What's New in SAS Data Integration Studio 4.901

Overview

The main enhancements and changes for the third maintenance release for SAS 9.4 for SAS Data Integration Studio include the following:
  • added three new transformations including Fork, Fork End, and Wait For Completion nodes
  • revised the command-line deployment tool for scheduling batch deployments
  • added two new options to the SAS LASR Analytic Loader transformation
  • added support for Hadoop (Hive), HAWQ, Impala, LASR, PI, or SASHDAT engines
  • enhanced the Loop transformation
  • added PI LIBNAME engine support
  • added the HAWQ source designer

New Fork, Fork End, and Wait for Completion Transformations

The Fork transformation allows pieces of a SAS job to be run in parallel with other pieces of SAS code. Each piece run in parallel is demarcated by the Fork and Fork End transformations. The Wait For Completion transformation uses the output from multiple Fork transformations, allows the job to wait for all or any of the processes to complete, and then creates a single output.

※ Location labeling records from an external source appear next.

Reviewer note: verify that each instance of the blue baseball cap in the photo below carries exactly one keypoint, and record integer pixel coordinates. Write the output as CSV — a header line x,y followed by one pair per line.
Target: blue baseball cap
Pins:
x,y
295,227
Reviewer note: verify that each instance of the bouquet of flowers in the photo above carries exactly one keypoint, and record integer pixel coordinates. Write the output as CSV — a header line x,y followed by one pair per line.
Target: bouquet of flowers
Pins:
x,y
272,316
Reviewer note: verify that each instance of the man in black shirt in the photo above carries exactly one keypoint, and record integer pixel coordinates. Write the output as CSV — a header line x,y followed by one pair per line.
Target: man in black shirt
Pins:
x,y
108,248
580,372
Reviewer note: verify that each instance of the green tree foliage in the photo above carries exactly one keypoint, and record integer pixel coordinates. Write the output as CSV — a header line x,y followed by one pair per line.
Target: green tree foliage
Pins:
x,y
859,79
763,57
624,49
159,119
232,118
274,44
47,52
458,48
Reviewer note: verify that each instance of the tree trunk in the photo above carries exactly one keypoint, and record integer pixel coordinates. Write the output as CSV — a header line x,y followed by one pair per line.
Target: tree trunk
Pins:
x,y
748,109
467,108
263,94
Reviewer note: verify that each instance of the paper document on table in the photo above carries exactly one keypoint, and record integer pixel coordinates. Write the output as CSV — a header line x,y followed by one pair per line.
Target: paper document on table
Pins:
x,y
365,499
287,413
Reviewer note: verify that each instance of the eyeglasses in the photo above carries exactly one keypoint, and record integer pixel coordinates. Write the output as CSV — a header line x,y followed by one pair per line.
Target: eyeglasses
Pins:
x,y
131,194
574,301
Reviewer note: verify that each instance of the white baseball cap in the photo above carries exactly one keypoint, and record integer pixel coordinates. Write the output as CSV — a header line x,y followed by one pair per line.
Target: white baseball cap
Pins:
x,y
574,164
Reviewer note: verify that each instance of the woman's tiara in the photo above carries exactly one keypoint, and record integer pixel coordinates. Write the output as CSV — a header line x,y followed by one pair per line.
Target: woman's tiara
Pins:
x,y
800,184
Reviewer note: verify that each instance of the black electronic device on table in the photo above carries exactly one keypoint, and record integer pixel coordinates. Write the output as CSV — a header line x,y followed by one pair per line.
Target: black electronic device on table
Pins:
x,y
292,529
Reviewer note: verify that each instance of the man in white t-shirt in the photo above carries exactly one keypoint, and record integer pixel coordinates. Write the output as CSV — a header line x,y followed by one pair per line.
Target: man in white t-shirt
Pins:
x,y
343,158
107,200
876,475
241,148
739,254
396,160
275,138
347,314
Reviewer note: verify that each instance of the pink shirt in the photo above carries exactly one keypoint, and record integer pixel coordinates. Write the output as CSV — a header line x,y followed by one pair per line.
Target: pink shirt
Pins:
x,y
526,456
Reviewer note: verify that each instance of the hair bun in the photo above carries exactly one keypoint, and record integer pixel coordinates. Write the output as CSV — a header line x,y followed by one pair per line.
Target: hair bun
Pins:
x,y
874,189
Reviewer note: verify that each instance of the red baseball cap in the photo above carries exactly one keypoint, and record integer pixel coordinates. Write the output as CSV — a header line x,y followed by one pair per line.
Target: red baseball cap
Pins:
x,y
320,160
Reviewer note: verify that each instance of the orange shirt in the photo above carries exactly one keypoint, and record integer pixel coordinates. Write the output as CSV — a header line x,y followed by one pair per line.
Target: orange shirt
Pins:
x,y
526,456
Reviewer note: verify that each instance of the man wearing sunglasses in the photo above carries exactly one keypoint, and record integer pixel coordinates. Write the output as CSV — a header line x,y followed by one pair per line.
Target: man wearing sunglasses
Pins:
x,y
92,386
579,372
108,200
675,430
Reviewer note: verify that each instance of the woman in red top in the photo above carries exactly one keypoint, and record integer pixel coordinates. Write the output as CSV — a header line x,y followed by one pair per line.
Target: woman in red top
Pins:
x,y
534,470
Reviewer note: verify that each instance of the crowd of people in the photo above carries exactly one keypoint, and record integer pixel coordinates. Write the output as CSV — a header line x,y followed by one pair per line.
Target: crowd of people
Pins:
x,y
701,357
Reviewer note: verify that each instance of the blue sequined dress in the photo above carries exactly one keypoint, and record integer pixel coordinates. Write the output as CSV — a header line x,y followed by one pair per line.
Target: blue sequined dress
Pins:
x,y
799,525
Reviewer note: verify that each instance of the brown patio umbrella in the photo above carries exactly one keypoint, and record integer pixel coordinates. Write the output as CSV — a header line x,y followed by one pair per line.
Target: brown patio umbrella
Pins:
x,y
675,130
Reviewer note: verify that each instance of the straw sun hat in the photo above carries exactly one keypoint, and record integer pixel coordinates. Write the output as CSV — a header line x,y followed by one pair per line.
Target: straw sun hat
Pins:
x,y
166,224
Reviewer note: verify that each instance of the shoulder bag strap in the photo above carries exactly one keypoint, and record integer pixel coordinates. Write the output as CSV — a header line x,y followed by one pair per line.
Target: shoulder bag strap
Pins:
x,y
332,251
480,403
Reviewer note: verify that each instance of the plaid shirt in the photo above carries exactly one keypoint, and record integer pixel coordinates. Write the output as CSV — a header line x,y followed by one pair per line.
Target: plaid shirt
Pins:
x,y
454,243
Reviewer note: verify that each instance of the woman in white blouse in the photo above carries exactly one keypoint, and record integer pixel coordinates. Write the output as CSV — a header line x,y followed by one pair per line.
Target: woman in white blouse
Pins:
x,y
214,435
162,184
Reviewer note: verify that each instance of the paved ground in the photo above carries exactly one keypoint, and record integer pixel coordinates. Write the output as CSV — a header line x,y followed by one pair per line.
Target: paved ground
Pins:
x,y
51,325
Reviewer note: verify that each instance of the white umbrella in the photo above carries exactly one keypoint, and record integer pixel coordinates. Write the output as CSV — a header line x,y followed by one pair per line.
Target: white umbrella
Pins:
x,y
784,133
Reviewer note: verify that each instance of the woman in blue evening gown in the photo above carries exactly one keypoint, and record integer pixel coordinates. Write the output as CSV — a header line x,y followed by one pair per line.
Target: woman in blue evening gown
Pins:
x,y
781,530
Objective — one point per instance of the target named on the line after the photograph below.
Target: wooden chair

Revised Command-Line Deployment Tool

The revised command-line batch deployment tool enables users to batch deploy many jobs at once using a simple command-line interface. The user invokes an executable named “DeployJobs.exe” and supplies parameters to control its behavior. The BatchJobDeployment class retrieves the source code for each job, stores it on the application server specified by the user, and then calls another class, AppMethods, to handle the actual job deployment. All options are specified as arguments to the “DeployJobs” executable, so a manifest file is no longer required. The tool can also be used on platforms previously unsupported such as z/OS. See Using a Command Line to Deploy Jobs for more information.

New SAS LASR Analytic Server Loader Transformation Options

Two new options include the following:
  • Use the SASIOLA engine for loading, which triggers different load methods.
  • Update table metadata for the target tables, which generates PROC METALIB to update metadata at run time on the table metadata for the target.
See the SAS Data Integration Studio Help topic on Options tab of the SAS LASR Analytic Server Loader transformation for additional information.

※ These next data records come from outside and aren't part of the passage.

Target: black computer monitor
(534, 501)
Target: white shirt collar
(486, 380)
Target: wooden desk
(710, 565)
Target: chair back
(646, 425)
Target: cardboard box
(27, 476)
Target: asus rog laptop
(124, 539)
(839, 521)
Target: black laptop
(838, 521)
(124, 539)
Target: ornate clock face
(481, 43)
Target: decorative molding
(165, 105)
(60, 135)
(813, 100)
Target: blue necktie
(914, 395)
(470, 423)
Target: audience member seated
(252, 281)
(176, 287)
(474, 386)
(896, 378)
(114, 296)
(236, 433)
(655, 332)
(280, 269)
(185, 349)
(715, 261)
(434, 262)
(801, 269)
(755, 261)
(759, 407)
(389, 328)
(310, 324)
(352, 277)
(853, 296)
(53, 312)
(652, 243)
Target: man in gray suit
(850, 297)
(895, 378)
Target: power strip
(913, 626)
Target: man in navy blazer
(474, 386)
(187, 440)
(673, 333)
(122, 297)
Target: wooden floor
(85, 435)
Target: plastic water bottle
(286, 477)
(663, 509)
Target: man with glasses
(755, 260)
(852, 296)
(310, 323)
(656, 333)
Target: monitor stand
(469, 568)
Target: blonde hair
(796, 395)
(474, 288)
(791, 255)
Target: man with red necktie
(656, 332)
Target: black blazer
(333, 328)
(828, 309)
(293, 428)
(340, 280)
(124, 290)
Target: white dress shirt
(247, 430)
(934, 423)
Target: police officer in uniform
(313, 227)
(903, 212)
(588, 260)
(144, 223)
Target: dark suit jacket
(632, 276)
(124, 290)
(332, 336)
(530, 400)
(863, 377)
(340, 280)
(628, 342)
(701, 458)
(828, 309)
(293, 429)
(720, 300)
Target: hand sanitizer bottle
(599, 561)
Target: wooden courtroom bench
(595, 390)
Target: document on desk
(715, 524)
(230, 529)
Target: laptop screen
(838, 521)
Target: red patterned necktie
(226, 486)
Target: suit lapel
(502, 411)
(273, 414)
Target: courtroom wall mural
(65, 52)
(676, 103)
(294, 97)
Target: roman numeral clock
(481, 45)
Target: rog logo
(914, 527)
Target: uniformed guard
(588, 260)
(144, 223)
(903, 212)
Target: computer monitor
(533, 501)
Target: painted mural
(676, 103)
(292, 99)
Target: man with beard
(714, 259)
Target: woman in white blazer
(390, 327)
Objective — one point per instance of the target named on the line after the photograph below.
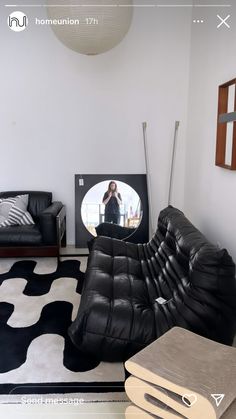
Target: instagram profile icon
(17, 21)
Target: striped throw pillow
(13, 211)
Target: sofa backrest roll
(38, 200)
(205, 265)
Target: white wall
(210, 198)
(63, 113)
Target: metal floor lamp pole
(151, 230)
(173, 160)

Updated Support for Hadoop (Hive), HAWQ, Impala, LASR, PI, or SASHDAT Engines

The UPDATE statement is not supported by Hadoop (Hive), HAWQ, Impala, LASR, PI, or SASHDAT engines, so they cannot be used as target tables in the following transformations:
  • SCD Type 1
  • SCD Type 2
  • SQL Delete
  • SQL Insert Rows
  • SQL Update
  • Table Loader (with a PI target table)
See General Usage Notes for more information.

Enhancement to the Loop Transformation

The Loop transformation has been enhanced so that you can create a single job with two loops where the second loop is contained within the first loop.

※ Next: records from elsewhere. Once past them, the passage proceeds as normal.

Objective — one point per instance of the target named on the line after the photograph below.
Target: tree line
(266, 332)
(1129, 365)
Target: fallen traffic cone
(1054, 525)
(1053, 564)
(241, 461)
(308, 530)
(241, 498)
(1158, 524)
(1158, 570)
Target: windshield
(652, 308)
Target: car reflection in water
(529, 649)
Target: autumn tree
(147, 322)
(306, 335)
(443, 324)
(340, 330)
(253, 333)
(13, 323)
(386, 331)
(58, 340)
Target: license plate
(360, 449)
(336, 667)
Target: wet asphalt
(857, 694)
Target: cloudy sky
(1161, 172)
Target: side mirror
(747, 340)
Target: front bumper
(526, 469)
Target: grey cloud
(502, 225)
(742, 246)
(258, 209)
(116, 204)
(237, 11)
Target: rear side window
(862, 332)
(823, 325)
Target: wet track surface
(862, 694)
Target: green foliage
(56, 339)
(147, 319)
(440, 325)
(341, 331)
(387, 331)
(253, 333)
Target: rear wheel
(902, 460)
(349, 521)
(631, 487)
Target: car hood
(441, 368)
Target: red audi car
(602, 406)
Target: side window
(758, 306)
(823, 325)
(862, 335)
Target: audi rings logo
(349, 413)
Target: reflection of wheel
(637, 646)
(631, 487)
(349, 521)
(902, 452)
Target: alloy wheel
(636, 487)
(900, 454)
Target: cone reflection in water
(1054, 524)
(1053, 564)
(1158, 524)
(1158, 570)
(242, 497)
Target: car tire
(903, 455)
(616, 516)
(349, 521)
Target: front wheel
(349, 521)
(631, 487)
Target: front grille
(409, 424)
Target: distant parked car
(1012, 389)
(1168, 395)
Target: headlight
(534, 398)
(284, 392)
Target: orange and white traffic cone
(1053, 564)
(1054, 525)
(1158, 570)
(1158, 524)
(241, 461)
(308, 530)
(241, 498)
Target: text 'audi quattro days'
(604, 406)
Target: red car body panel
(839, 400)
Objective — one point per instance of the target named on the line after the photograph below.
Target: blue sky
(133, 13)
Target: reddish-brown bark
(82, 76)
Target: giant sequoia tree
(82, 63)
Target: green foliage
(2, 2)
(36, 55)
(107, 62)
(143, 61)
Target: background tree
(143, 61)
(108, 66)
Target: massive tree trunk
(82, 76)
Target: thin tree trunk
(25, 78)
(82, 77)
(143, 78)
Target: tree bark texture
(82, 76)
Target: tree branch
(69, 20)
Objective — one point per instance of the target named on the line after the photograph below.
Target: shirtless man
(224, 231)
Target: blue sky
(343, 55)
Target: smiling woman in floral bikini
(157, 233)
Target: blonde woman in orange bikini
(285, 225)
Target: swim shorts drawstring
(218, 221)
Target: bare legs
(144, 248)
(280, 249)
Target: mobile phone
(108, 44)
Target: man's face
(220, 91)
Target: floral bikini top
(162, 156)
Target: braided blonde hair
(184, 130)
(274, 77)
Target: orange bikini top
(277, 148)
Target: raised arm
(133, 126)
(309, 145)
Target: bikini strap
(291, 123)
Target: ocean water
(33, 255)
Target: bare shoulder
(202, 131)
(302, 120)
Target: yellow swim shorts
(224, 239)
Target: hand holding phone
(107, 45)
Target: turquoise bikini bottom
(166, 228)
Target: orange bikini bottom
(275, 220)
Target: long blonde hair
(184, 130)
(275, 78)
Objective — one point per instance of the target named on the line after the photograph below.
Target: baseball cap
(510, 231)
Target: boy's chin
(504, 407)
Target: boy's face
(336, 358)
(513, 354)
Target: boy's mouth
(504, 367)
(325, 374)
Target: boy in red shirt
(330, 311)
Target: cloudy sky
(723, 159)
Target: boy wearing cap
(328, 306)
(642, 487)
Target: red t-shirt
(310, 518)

Added PI LIBNAME Engine Support

Added support for the PI LIBNAME engine to register PI tables in the source designer, and to read and write PI tables. SeeTable Loader Notes When Using the PI System as a Target for any restrictions.

Added HAWQ Source Designer

Added support for Hadoop With Query (HAWQ) source designer that provides an SQL interface to store data natively in the Hadoop Distributed File System (HDFS). See Table Loader Notes When Using HAWQ as a Target for any restrictions.